I definitely think it’s worth the effort to try upgrading to gpt-3.5-turbo, and I would say even gpt-4, but the cost is significantly higher for the latter. (I think 3.5 is actually cheaper than davinci.)
If you’re using the library you need to switch from Completion to ChatCompletion, and the API is slightly different—I’m happy to provide sample code if it would help, since I’ve been playing with it myself, but to be honest it all came from GPT-4 itself (using ChatGPT Plus.) If you just describe what you want (at least for fairly small snippets), and ask GPT-4 to code it for you, directly in ChatGPT, you may be pleasantly surprised.
(As far as how to structure the query, I would suggest something akin to starting with a “user” chat message of the form “please complete the following:” followed by whatever completion prompt you were using before. Better instructions will probably get better results, but that will probably get something workable immediately.)
Yeah, I will at some point, but frontend work with Said always comes first. If you want to patch it yourself, I’d definitely try it.
https://github.com/gwern/gwern.net/pull/6
It would be exaggerating to say I patched it; I would say that GPT-4 patched it at my request, and I helped a bit. (I’ve been doing a lot of that in the past ~week.)
Do you have a link to a specific part of the gwern site highlighting this, and/or a screenshot?
What’s there to highlight, really?
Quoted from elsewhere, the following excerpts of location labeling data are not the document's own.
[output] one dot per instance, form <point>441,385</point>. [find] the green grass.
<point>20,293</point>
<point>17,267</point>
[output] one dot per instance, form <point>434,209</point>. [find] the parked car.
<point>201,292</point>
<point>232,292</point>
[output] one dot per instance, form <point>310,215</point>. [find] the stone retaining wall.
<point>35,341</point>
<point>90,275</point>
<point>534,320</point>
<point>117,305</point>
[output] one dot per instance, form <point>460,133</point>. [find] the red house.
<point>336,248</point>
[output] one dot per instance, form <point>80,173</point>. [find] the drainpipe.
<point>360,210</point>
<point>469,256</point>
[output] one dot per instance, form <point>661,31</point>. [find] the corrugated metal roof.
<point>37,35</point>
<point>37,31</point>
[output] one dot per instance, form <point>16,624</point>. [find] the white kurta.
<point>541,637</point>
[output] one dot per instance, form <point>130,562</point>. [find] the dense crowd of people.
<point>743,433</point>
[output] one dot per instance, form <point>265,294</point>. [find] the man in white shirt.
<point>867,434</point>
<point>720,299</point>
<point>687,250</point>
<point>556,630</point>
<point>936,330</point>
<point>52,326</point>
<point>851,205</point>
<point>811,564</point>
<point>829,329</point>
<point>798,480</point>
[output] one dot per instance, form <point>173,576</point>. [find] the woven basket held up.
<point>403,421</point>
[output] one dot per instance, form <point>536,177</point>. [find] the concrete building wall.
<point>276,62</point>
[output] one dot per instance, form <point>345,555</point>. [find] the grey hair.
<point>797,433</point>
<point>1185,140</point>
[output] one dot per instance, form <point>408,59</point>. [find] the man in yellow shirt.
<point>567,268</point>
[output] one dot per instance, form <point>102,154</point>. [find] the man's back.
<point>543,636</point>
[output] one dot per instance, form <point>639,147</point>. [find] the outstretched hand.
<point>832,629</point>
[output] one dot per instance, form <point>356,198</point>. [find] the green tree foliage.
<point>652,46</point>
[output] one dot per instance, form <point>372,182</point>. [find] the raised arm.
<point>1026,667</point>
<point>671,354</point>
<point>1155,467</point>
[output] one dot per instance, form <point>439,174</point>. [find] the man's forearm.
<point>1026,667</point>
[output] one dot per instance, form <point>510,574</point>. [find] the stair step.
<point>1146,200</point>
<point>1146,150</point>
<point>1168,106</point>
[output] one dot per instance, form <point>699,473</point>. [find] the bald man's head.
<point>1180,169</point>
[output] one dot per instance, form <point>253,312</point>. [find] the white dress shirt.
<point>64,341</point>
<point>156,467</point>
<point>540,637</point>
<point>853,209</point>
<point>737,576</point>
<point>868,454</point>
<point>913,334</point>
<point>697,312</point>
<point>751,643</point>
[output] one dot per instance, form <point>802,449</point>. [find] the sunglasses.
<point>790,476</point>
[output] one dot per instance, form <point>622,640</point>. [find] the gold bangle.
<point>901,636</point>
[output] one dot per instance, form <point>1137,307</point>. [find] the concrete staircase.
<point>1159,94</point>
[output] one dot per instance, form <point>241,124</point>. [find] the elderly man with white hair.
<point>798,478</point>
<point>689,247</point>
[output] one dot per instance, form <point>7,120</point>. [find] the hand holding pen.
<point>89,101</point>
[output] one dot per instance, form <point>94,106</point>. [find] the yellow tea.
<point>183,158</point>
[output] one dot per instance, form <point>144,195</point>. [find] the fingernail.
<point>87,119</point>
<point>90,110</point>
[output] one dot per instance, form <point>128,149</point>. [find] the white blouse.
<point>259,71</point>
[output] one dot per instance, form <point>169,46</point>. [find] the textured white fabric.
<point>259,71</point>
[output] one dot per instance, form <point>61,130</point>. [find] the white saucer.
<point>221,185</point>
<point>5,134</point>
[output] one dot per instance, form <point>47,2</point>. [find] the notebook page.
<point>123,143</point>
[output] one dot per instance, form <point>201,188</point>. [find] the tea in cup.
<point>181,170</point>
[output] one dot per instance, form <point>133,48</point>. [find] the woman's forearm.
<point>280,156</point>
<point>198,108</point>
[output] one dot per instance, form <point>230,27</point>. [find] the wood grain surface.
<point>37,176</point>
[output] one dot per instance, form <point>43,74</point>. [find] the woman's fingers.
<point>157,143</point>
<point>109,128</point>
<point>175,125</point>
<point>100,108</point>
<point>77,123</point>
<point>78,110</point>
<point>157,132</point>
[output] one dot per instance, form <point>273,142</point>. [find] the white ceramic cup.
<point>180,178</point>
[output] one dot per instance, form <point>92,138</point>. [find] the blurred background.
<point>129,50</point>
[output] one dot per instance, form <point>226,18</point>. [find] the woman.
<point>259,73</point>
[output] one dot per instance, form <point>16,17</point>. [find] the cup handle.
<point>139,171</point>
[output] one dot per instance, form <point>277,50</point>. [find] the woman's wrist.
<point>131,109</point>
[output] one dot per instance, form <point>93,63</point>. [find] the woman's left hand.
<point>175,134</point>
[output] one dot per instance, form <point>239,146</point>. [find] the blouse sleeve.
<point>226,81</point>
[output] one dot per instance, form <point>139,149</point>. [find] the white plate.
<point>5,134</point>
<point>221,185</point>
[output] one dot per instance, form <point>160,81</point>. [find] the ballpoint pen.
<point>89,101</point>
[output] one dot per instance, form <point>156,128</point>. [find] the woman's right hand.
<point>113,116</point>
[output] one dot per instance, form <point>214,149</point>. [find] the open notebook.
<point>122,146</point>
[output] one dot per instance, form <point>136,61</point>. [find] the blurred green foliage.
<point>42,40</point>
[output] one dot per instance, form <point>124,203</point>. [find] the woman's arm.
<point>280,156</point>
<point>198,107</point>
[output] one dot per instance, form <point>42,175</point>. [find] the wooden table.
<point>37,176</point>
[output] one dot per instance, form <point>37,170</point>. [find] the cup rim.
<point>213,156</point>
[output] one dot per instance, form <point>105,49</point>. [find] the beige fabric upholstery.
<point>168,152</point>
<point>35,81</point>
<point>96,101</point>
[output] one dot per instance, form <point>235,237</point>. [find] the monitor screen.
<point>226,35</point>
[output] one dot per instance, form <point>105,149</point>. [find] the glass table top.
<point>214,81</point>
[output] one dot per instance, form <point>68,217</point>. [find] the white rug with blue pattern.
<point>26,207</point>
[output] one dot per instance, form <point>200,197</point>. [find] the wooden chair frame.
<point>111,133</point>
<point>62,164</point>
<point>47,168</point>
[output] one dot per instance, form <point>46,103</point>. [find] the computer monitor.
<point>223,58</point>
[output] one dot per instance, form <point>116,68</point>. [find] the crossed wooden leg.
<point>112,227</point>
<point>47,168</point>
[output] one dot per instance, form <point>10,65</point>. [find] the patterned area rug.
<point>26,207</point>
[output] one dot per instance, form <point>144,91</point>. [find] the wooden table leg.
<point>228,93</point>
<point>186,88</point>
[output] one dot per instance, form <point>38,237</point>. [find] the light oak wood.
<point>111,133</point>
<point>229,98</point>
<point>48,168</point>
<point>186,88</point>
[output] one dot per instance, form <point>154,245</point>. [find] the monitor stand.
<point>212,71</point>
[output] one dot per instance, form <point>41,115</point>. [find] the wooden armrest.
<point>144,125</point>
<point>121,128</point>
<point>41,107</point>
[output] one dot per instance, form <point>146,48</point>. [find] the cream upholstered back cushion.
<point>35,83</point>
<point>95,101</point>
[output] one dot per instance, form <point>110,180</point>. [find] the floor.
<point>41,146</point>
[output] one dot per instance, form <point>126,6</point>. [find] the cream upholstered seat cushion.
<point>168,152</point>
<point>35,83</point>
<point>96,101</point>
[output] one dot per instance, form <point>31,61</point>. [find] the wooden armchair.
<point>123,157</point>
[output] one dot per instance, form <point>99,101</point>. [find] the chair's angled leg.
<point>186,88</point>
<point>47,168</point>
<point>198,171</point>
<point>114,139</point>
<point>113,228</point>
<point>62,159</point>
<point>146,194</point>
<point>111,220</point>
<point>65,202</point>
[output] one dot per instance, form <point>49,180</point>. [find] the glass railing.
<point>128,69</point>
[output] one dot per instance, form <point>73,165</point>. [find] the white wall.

The point is that it looks like a normal abstract… but not one-paragraph. (I’ve mused about moving in a much more aggressive Elicit-style direction and trying to get a GPT to add the standardized keywords where valid but omitted. GPT-4 surely can do that adequately.)
I suppose if you want a comparison, skimming my newest, the first entry right now is Sánchez-Izquierdo et al 2023 and that is an example of reformatting an abstract to add linebreaks which improve its readability:
This is not a complex abstract and far from the worst offender, but it’s still harder to read than it needs to be.
It is written in the standard format, but the writing is ESL-awkward (the ‘one of those’ clause is either bad grammar or bad style), the order of points is a bit messy & confusing (defining the hazard ratio—usually not written in caps—before the point of the meta-analysis or what it’s updating? horse/cart), and the line-wrapping does one no favors. Explicitly breaking it up into intro/method/results/conclusion makes it noticeably more readable.
(In addition, this shows some of the other tweaks I usually make: like being explicit about what ‘Calvin’ is, avoiding the highly misleading ‘significance’ language, avoiding unnecessary use of obsolete Roman numerals (newsflash, people: we have better, more compact, easier-to-read numbers—like ‘1’ & ‘2’!), and linking fulltext rather than contemptuously making the reader fend for themselves even though one could so easily have linked it).